Moin Heike. Willkommen im "Club". 

...Was soll denn in deinen Teich rein ? Fischlein ? Wo liegt der denn (Sonne, Schatten).

Hattu Bildchen


----------



## sprinter616 (11. Mai 2010)

*AW: Neuling und viele Fragen!*

Hallo Heike und herzlich willkommen!!!

Ich bin mir nicht sicher das das Fertigbecken wenn es oberhalb nicht richtig gefasst ist dem Wasserdruck stand hält!!!
Eine Pumpe zur bewegung des Wassers würde ich in jedem Fall betreiben da diese kleine Wassermenge wohl sehr schnell veralgt oder das Wasser kippt!!!

Noch viel Spaß hier!!!

Mfg Tom


----------



## heike74 (11. Mai 2010)

*AW: Neuling und viele Fragen!*



hoboo34 schrieb:


> Moin Heike. Willkommen im "Club".
> 
> ...Was soll denn in deinen Teich rein ? Fischlein ? Wo liegt der denn (Sonne, Schatten).
> 
> Hattu Bildchen



Hallo,
Der Teich liegt im Halbschatten! Mittags schatten am Nachmittag bis Abends Sonne und Schatten! Kann man in einem so kleinen Teich Fische halten? Dachte das geht nicht deshalb habe ich mir dazu keine Gedanken gemacht!Wenn es möglich wäre ist es natürlich ne tolle Sache!Hier ein link zu der Anzeige wo ich den Teich gekauft habe mit Bild: http://www.quoka.de/pflanzen-garten...t_18_1675_adresult_44585552_pic_38141183.html


Heike


----------



## heike74 (11. Mai 2010)

*AW: Neuling und viele Fragen!*



sprinter616 schrieb:


> Hallo Heike und herzlich willkommen!!!
> 
> Ich bin mir nicht sicher das das Fertigbecken wenn es oberhalb nicht richtig gefasst ist dem Wasserdruck stand hält!!!
> Eine Pumpe zur bewegung des Wassers würde ich in jedem Fall betreiben da diese kleine Wassermenge wohl sehr schnell veralgt oder das Wasser kippt!!!
> ...



Mhm,ist es nicht wurscht ob die Erde oberhalb des Gartens oder unterhalb fäßt? Hätte ca.6 Tonnen Erde zur verfügung!Pumpe ist also nötig,reicht da eine Solarpumpe?
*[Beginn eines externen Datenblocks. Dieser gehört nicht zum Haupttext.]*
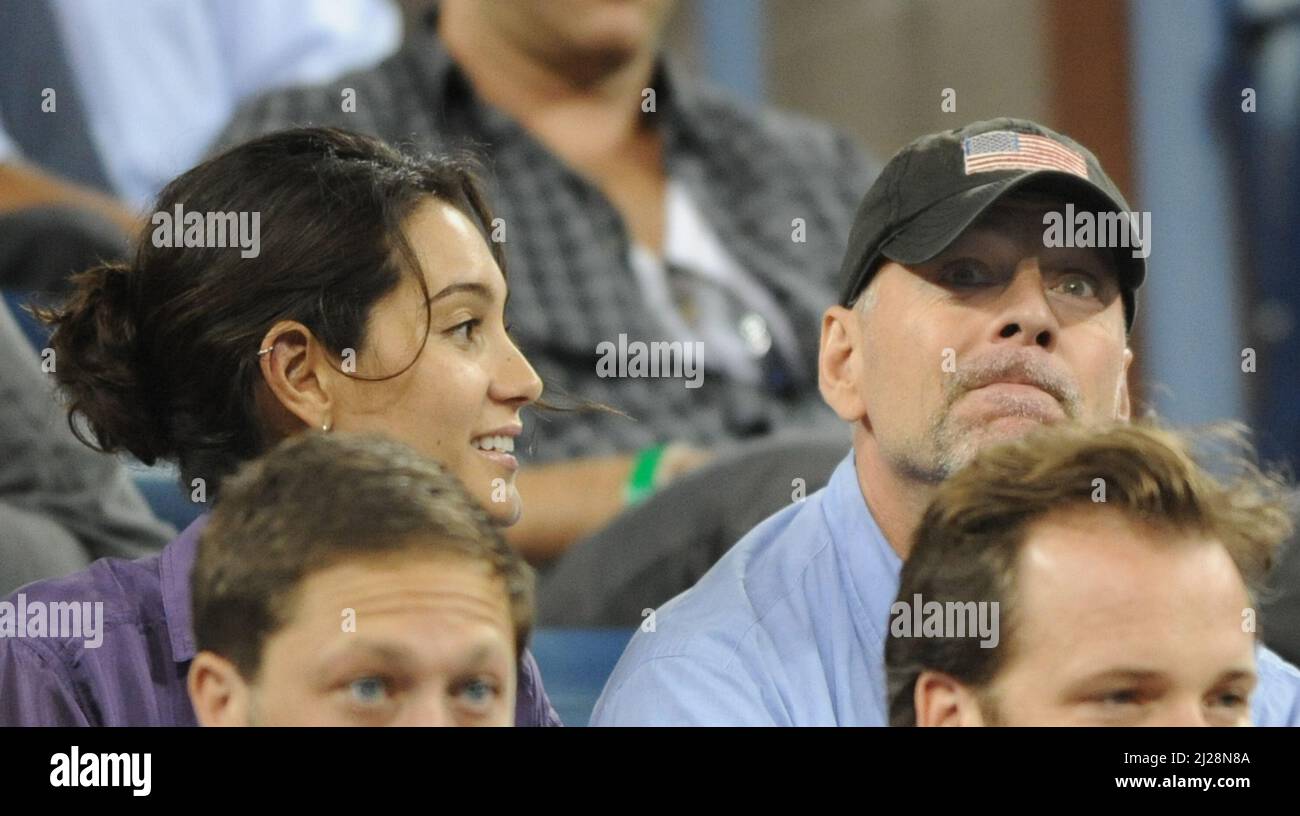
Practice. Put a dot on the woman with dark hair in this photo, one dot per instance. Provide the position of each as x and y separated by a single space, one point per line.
307 280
Haben nämlich außerhalb des Hauses keinen Stromanschluß,was das ganze schwierig gestaltet!
Lg heike


----------



## sprinter616 (11. Mai 2010)

*AW: Neuling und viele Fragen!*

Hallo!!!

Die Solarpumpe ist wegen der Literleistung pro Stunde sicherlich nur eine Notlösung!!!

Ich würde schon Strom legen und gescheit filtern!!!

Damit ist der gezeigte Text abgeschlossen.